Alyssa, from Leicester, said: “Once I do it people will know what they need to do, one way or another, so it will help people do that – of course I will do it.”

Without the treatment, the next step was palliative care

The prefabricated cells were processed with new technology.

The processed CAR-T cells can then be given to a patient to quickly find and destroy T cells in the body, including cancer cells.

Then the person can have a bone marrow transplant to restore their depleted immune system.

Without the treatment, Alyssa’s only next step would have been palliative care, scientists said.

dr Robert Chiesa, bone marrow transplant and CAR-T cell therapy consultant at GOSH, said the result was “quite remarkable” but said Alyssa’s condition would need to be monitored further over the next few months.

He said: “Since contracting her leukemia in May last year, Alyssa has never achieved complete remission – not with chemotherapy and not after her first bone marrow transplant.

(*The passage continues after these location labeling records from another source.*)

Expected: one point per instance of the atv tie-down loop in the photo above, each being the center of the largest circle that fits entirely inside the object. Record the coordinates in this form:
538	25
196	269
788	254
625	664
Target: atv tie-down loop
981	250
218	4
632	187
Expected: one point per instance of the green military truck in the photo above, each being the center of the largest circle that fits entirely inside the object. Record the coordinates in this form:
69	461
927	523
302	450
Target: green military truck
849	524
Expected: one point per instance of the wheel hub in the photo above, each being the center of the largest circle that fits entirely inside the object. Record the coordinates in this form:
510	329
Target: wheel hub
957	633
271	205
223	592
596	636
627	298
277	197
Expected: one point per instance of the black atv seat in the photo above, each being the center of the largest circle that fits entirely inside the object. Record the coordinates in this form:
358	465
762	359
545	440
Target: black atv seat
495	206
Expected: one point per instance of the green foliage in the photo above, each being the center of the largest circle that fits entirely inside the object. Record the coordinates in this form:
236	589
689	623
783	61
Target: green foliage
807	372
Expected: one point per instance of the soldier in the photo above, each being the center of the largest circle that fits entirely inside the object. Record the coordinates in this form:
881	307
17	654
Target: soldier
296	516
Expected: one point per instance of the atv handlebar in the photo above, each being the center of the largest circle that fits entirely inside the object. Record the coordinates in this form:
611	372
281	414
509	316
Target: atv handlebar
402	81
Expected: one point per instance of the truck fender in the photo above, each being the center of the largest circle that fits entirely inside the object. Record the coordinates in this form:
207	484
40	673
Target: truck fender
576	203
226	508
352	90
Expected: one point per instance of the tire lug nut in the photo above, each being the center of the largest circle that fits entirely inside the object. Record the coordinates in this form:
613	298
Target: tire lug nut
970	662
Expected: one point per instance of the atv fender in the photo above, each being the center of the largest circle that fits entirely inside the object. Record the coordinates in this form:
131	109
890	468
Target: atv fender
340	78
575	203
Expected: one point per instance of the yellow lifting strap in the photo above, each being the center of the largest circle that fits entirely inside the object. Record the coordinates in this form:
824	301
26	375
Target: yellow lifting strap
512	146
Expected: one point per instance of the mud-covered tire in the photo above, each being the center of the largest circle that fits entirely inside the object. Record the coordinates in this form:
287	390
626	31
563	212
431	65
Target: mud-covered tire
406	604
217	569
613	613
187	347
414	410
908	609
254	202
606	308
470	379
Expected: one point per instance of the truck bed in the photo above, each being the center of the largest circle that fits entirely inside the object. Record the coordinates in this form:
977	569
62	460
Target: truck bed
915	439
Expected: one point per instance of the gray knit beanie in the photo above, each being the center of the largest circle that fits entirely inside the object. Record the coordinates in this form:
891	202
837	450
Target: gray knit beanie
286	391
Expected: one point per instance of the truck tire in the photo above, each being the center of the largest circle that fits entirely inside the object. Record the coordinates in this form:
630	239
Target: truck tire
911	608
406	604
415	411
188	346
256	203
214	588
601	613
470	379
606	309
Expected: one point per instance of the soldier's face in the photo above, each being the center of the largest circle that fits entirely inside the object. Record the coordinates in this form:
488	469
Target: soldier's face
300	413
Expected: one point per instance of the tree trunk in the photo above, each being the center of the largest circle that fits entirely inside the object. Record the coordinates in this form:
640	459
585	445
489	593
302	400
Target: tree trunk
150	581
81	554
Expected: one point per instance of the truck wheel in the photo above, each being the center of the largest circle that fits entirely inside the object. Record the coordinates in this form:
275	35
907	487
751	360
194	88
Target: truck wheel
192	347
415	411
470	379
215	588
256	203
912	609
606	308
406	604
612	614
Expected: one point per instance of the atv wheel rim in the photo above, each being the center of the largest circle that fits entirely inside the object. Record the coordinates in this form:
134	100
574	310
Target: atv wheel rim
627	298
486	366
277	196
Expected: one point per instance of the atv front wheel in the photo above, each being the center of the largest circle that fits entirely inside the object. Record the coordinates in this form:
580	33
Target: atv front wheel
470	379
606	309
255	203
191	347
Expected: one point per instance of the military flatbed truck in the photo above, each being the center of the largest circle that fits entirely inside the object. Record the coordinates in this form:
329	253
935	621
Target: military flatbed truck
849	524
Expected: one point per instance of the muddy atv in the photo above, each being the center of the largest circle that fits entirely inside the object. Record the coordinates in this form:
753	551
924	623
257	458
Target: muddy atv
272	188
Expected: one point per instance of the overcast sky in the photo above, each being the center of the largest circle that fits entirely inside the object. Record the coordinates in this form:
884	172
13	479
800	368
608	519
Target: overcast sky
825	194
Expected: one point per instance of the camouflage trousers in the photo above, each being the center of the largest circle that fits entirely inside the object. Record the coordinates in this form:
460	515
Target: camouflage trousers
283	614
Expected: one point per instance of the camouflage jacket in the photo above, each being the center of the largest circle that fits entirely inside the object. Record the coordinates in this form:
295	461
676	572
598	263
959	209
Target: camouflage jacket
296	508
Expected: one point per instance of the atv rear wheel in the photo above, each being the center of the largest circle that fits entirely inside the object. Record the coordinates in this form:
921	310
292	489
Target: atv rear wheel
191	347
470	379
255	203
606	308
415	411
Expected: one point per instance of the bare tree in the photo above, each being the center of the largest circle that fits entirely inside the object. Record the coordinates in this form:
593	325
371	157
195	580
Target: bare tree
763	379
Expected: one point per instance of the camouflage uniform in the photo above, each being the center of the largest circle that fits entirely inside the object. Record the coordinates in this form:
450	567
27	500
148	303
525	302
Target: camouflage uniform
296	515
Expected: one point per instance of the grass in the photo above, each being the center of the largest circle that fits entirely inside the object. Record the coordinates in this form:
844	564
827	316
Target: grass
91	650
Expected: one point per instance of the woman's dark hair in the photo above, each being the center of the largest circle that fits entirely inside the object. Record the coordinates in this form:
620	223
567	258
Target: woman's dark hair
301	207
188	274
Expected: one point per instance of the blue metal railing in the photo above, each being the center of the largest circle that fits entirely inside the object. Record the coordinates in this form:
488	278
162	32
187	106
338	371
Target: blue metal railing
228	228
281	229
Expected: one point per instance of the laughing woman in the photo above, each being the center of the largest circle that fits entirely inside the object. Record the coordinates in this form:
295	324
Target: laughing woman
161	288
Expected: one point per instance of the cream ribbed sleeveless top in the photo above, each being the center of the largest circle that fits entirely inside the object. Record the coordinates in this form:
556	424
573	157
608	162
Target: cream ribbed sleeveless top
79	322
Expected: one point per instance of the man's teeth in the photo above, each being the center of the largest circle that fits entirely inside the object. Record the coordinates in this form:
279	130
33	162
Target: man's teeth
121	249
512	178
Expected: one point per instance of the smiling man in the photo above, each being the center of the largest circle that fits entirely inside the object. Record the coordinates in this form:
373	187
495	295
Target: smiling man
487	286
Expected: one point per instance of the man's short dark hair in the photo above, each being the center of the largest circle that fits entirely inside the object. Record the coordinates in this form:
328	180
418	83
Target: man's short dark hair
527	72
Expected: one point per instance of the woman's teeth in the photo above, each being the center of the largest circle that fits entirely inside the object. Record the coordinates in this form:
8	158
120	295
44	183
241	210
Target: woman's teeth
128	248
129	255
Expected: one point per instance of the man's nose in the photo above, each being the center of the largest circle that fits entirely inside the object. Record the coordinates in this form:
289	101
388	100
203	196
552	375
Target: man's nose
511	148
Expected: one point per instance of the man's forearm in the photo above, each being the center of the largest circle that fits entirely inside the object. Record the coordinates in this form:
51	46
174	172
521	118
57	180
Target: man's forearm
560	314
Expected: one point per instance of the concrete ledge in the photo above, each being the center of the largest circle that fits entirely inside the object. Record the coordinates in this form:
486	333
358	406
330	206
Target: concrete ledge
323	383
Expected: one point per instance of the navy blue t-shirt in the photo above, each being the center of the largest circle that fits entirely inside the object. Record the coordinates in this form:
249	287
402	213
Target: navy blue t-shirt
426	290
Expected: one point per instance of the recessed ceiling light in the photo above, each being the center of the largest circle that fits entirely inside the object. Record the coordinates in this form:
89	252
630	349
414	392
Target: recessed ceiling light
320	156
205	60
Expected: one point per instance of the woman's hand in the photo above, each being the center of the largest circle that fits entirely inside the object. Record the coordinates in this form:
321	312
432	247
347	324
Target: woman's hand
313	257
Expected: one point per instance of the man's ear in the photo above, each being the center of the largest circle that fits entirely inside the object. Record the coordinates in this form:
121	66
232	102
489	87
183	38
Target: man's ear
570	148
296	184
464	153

“It was only after she received her CD7-CAR T-cell therapy and a second bone marrow transplant in GOSH that she became leukemia-free.”

“Ultimately a better future for sick children”

Professor Waseem Qasim, Consulting Immunologist at GOSH, said: “This is a great demonstration of how, with expert teams and infrastructure, we can combine cutting-edge technologies in the laboratory with real outcomes in the hospital for patients.

“It is our most advanced cell engineering to date and paves the way for other new treatments and ultimately a brighter future for sick children.”

The research will be presented this weekend at the annual meeting of the American Society of Hematology in New Orleans.

Great Ormond Street Hospital is looking to enroll up to 10 T-cell leukemia patients who have exhausted all conventional clinical trial options. They are referred by specialists.